There are a clearly defined set of rules as to what constitutes a de facto relationship. The Act states that you and your partner will be considered to be in a de facto relationship if you are:

  • not legally married to each other;
  • not related by family; and
  • have a relationship ‘as a couple living together on a genuine domestic basis’.

The wording in this last point is quite important. Below, we break down what the Act considers to mean by the terms ‘living together’ and ‘genuine domestic basis’.

“Living together”

There is a common misconception that if you’ve lived with your partner on a full-time basis for a certain period of time, you will automatically be in a de facto relationship. This is not necessarily the case.

The concept of ‘living together’ under the Act assesses each relationship on a case-by-case basis. The concept does not set any specific time frame for which a couple would need to live together before determining a de facto relationship.

“Genuine domestic basis”

To determine whether or not you are living together on a ‘genuine domestic basis’, the Act sets out a wide variety of circumstances to consider. These include (but are not limited to) aspects such as the length of relationship, if there was a sexual relationship, mutual commitment in the relationship, public aspects of the relationship, ownership, use and acquisition of their property and financial dependence, and interdependence of the parties.

A de facto relationship can exist between two people of the same sex or even if one or both of the persons are legally married to someone else or in another de facto relationship at the same time.

Property Division

Even if you are found to be in a de facto relationship, a Court may not necessarily make an Order for the division of relationship assets if your relationship irretrievably breaks down. A Court will only make an Order if:

  • the total period of the relationship is at least two years; or
  • there is a child of the de facto relationship; or
  • if the person applying for the order has made substantial contributions to the relationship and there would be a serious injustice to the applicant if an order is not made.

You’ll note that the Act refers to the total period of a relationship, so this time could potentially be made up of a number of on/off relationships with the same person forming an aggregate total of two years, rather than needing to be in a continuous relationship.

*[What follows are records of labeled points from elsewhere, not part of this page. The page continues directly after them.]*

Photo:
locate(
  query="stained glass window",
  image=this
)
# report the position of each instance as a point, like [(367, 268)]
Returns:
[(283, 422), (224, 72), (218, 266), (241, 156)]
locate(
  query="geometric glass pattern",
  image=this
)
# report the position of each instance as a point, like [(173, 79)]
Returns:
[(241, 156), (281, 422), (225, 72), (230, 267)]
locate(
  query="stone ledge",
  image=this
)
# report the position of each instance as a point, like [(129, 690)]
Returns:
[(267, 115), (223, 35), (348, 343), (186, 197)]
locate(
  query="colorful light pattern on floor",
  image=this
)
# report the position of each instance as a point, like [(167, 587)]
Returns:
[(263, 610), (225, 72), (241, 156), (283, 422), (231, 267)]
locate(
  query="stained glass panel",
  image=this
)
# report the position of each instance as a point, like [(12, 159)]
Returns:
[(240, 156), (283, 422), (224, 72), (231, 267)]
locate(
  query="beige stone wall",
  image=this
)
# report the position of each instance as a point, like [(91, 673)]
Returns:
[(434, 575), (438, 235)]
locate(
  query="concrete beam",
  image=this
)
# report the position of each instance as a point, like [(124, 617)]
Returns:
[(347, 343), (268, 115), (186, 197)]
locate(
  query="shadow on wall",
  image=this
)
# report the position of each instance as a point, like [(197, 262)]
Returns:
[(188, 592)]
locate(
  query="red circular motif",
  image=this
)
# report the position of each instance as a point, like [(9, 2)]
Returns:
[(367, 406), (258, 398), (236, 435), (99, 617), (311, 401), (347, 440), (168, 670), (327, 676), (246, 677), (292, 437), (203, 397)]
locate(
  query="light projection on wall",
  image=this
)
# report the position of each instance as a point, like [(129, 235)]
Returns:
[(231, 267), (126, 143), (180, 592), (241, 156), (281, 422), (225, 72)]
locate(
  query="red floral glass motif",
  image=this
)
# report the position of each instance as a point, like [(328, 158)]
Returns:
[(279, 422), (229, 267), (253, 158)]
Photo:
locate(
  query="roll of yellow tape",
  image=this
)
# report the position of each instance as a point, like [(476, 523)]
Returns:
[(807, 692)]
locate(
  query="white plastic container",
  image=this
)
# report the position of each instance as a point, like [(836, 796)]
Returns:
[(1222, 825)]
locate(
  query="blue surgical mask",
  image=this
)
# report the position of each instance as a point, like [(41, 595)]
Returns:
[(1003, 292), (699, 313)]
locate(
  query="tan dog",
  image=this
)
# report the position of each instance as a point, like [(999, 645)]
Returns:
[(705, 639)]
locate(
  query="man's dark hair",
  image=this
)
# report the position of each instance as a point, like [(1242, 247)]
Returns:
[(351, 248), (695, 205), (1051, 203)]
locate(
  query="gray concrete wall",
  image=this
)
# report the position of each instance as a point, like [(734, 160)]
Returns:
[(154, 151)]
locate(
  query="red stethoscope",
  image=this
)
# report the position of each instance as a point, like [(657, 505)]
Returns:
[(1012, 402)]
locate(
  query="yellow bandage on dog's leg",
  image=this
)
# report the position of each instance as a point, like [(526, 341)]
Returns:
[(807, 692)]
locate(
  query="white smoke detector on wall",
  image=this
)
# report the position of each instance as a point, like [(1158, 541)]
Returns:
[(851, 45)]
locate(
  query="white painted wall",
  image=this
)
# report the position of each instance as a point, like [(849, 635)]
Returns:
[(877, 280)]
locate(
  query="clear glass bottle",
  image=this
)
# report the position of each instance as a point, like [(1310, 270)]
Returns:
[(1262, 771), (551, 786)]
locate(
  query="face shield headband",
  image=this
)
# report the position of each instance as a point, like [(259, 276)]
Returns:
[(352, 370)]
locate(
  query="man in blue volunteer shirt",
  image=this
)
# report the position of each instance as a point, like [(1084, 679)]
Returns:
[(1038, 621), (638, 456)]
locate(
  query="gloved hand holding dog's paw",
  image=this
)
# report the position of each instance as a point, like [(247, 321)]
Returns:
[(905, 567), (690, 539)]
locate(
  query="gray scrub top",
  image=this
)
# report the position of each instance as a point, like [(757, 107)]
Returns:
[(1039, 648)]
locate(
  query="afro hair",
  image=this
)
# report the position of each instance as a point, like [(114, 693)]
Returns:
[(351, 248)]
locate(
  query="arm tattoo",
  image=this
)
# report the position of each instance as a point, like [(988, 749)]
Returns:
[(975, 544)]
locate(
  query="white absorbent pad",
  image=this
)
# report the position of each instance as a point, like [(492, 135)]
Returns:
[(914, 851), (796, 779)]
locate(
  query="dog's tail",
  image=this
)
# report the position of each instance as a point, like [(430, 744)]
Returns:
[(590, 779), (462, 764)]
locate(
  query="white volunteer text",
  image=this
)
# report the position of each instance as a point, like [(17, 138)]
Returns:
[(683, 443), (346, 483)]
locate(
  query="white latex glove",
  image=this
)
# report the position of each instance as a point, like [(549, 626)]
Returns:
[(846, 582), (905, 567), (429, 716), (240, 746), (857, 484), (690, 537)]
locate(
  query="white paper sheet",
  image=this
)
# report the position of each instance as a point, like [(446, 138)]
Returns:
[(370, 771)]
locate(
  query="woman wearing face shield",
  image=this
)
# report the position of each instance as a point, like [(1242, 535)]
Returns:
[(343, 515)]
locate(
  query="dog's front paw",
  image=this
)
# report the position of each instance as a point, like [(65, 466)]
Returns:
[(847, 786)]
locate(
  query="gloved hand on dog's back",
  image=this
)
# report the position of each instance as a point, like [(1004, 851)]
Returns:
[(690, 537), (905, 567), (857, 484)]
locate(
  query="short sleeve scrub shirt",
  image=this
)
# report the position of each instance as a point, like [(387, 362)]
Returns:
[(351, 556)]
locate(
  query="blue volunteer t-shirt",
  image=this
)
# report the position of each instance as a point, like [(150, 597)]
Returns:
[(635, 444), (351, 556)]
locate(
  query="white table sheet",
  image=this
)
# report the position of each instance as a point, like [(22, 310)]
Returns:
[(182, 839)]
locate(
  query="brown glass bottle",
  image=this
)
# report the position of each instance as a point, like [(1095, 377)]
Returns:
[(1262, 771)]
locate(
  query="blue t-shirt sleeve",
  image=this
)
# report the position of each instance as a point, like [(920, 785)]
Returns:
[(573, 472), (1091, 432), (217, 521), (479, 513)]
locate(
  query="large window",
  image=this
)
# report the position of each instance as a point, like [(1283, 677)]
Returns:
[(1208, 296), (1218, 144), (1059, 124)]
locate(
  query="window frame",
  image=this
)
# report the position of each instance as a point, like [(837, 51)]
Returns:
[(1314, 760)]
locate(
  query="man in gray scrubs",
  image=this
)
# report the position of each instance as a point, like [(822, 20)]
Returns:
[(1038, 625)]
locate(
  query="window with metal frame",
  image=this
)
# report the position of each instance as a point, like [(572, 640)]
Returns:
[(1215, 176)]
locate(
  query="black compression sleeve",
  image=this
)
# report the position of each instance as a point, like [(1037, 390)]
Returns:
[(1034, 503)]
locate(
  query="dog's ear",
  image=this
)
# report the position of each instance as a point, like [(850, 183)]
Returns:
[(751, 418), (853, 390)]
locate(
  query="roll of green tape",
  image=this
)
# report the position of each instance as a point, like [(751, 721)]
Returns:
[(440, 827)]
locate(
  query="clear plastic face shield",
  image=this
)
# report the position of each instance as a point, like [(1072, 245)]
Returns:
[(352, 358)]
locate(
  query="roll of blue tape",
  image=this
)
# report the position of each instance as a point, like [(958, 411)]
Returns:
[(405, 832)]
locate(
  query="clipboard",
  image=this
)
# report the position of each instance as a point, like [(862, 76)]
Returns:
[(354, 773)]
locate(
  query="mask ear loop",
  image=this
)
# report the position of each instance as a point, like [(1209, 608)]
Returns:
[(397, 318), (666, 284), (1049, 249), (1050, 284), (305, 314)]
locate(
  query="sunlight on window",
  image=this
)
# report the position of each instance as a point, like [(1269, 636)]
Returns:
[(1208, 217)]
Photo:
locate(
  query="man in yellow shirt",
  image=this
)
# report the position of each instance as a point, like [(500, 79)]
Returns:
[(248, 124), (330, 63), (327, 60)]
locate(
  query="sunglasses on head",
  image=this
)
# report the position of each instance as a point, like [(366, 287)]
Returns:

Clearly, the scope of whether or not you are in a de facto relationship is quite broad and there are a number of factors to consider.

Being in a de facto relationship will create rights and responsibilities for you and for your partner, in life and following death, and it is important to understand your situation and plan accordingly.

If you are unsure whether you are in a de facto relationship or not, it is best to seek advice from an experienced family lawyer who will be able to speak with you about your individual circumstances.